# Win&Win Pro Accent Limbs?



## Dave T (Mar 24, 2004)

A thread on one of the UK boards, suggesting the WinEx limbs may be discontinued, got me to visit the W&W web site. They list the new Pro Accent between the INNO Power and the WinEx, implying they are a near top of the line design.

Anyone actually seen a pair, shot them, know anything about them or are they too new to have any feedback? Inquiring (archery) minds want to know! (smiley face goes here)

Dave


----------



## Vittorio (Jul 17, 2003)

Pro Accent limbs have a foam core with carbon fibers mixed in it. Also, they have a much increased curve of the limbs in comparizson to Winex. They are a good compromise between speed and stability, offically sligtly slower than Winex and Inno Power but much faster than Everest Pro (SF, EXE), and retail price positioning corresponds to speed positioning. Those that have purchased them are quite satisfied about their perfomancies.


----------



## Dave T (Mar 24, 2004)

Thank you Vittorio. That's exactly the information I was looking for.

Dave


----------



## Canjapan2003 (Jun 3, 2006)

Vittorio said:


> They are a good compromise between speed and stability, offically sligtly slower than Winex and Inno Power but much faster than Everest Pro (SF, EXE), .


I might be mistaken but I was sure in another post on here or SAG that you mentioned Everest Pro were faster than Winex. I was kind of proud to hear that


----------



## RaptorX (Dec 28, 2007)

I will be shooting the New ProAccent Limbs next week, with a second of my ProAccent Risers (the first has Inno Limbs), the ProAccents will be same # rating, and as I tune to it, it will be fun to see the difference.

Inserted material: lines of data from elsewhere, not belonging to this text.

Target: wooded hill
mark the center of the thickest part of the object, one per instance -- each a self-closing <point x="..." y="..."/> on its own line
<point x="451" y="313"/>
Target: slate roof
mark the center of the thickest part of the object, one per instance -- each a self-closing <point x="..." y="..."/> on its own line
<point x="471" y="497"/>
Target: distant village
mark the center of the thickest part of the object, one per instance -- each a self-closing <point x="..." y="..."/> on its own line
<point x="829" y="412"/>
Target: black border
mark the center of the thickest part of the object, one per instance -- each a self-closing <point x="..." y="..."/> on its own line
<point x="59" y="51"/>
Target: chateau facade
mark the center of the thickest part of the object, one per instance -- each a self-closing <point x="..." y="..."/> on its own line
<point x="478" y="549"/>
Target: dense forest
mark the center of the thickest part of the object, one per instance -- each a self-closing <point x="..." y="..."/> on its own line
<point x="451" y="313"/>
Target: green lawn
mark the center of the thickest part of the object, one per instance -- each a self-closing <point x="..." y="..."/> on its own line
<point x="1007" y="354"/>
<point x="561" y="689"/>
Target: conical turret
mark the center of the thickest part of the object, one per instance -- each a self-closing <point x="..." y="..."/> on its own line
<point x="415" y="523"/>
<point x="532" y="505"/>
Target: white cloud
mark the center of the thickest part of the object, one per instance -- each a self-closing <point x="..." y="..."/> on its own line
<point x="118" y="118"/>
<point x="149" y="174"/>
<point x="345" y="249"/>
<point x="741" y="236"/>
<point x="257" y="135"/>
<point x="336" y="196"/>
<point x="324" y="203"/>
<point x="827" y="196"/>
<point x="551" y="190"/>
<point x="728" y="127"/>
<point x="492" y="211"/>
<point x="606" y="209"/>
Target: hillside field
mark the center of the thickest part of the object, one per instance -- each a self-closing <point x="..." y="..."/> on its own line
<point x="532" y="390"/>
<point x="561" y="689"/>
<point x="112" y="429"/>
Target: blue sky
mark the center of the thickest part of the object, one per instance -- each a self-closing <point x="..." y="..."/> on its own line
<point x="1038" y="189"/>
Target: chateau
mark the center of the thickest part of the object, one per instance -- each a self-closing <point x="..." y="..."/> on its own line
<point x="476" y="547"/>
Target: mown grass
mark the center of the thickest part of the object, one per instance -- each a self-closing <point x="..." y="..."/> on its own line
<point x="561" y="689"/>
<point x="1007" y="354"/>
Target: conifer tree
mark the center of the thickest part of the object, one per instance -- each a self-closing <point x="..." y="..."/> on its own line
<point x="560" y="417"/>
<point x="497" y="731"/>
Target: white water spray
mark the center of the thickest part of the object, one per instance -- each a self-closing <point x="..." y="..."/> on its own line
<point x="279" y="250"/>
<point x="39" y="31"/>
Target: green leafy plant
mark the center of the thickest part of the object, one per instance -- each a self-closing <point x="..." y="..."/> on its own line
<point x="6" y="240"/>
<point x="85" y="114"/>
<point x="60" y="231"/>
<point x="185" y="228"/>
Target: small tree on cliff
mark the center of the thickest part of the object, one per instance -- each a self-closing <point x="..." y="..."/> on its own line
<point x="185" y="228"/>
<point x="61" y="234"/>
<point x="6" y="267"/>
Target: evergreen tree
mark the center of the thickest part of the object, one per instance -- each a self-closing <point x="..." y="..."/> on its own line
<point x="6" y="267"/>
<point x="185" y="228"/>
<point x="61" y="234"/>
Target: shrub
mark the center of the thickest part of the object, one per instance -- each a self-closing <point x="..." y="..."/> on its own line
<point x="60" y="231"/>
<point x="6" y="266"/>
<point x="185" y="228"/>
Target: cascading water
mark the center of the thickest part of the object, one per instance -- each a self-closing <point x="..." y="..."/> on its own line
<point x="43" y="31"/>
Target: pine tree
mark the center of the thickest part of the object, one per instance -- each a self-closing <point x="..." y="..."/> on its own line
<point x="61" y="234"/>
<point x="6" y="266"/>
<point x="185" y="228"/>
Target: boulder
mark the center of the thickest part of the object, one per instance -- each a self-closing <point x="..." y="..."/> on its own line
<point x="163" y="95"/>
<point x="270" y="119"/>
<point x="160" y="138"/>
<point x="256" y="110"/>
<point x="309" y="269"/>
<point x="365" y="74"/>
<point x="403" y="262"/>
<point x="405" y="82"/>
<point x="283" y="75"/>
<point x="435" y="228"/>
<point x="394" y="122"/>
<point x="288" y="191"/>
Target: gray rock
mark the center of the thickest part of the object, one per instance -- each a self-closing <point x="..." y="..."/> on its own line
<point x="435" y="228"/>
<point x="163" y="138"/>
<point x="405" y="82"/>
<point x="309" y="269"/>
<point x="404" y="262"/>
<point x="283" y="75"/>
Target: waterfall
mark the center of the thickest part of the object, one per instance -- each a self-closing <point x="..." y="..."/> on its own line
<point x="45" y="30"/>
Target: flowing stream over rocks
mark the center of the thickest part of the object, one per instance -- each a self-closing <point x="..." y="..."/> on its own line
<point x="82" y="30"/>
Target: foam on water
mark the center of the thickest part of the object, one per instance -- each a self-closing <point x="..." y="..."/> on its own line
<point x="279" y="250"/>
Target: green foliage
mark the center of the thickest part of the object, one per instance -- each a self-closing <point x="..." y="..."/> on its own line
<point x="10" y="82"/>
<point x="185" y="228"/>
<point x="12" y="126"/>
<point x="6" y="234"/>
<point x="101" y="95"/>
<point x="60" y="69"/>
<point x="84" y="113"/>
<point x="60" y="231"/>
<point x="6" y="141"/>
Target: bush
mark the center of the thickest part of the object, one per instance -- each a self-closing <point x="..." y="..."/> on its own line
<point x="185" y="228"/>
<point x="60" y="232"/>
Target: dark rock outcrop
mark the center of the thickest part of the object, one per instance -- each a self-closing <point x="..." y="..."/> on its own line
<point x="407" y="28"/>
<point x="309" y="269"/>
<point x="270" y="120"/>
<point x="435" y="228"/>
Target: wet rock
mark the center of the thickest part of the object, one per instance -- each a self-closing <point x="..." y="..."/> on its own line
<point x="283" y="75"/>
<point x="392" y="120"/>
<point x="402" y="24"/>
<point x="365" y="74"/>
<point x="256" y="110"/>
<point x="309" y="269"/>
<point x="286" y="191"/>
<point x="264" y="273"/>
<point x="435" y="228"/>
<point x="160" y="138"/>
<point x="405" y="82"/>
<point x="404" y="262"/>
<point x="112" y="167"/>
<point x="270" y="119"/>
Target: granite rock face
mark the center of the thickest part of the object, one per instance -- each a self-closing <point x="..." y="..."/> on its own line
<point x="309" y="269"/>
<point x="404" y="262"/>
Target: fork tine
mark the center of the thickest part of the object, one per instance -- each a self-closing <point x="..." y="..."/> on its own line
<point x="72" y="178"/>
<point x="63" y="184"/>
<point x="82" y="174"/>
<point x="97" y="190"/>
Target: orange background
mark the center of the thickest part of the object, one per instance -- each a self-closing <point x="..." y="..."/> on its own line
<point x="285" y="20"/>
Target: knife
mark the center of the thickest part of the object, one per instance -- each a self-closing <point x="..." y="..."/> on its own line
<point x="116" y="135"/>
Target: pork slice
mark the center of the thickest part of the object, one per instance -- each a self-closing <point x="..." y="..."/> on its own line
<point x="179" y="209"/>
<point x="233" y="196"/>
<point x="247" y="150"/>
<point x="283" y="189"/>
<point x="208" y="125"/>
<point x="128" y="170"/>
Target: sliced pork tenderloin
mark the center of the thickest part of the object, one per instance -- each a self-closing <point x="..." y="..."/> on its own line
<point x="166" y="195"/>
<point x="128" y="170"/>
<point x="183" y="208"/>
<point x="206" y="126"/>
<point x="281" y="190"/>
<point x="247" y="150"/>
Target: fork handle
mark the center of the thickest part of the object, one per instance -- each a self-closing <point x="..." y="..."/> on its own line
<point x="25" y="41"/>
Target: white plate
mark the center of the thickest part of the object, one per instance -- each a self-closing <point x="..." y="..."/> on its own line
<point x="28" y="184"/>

Not sure about the winex faze out, but the new ProA limbs sound good, can't wait to shoot them. I'll post a comparison them here (same riser, same DW hopefully), and we'll see what happnes.....:wink:


----------



## Dave T (Mar 24, 2004)

Looking forward to hearing your report Raptor!

Dave


----------



## Vittorio (Jul 17, 2003)

Canjapan2003 said:


> I might be mistaken but I was sure in another post on here or SAG that you mentioned Everest Pro were faster than Winex. I was kind of proud to hear that


Sometime the past tends to kill me...:embara::embara:

OK, the story is like this, in my undrstanding of the Win & Win development of their limbs and without any official info from them:

1) Everest Pro were out toghther with XQ1 first generation, and were slower than them, but faster than Sinerzy. Very good limbs, but totally ignored by the market.
2) XQ1 second (flat) generation were much slower than first generation and slower than Everest Pro
3) Winex first generation was sligtly faster than XQ1 second generation, but still slower than XQ1 first generation, so also sligtly slower or similar to Everest Pro
4) Then Everest pro de-volved in slower generation and cheaper versions (SF Carbon and EXE Master), Winex in a faster one, and then Inno appeared, at the beginning slower than Winex, but Inno by themselves have now seen at least 3 generations with different performancies and drawing curves, and are surely on the top of Win & Win range for speed. 
5) At ATA W&W declared that Pro Accent were 1 to 2 fps slower than Winex, but now they are probably close to the same level of speed. 

What is important to understand is that all manufacturers continue to slightly change their limbs batch after batch and year after year, in search of better performancies, better stability, and/or lower cost. For instance, Pro Accent limbs have changed a lot in curve design from those shown at the ATA show in January... 
This is the reason why any comparison in limbs is strictly relative to the moment it has been done and to the exact pair of limb that has been compared to another one. General referencies about speed existing in the market are therefore strictly related to new limbs as sold in the shops in that specific moment. Generally.


----------



## Dave T (Mar 24, 2004)

Just my $.02 worth but I think every recurve shooter (modern ILF version) should read the above from Vittorio. It should give second thoughts to every archery who worries, agonizes or frets about having the fastest limbs, loosing or gaining a few fps or is considering trading off a good set of limbs because the latest and greatest from XYZ company are supposed to be 5 fps faster.

Heck, take any set-up you like of riser and limbs and let two people with the same draw length shoot it through a chronograph. You will probably get 3-5 fps difference just because no two people are exactly alike and will have different releases if nothing else.

Thanks for the information and wisdom, Vittorio!

Dave


----------



## Canjapan2003 (Jun 3, 2006)

Vittorio said:


> Sometime the past tends to kill me...:embara::embara:
> 
> OK, the story is like this, in my undrstanding of the Win & Win development of their limbs and without any official info from them:
> 
> ...


I didn't realize there was so much change within a model line. 
Surprising that a manufacturer would retool to detune there product. Unless that is how they keep the current model on top. 
I know I'm going to get pooh poohed for this but is there a way to determine what generation the EP's I have or any limb in the WinWin line is? That might be useful information for people shopping the used market.


----------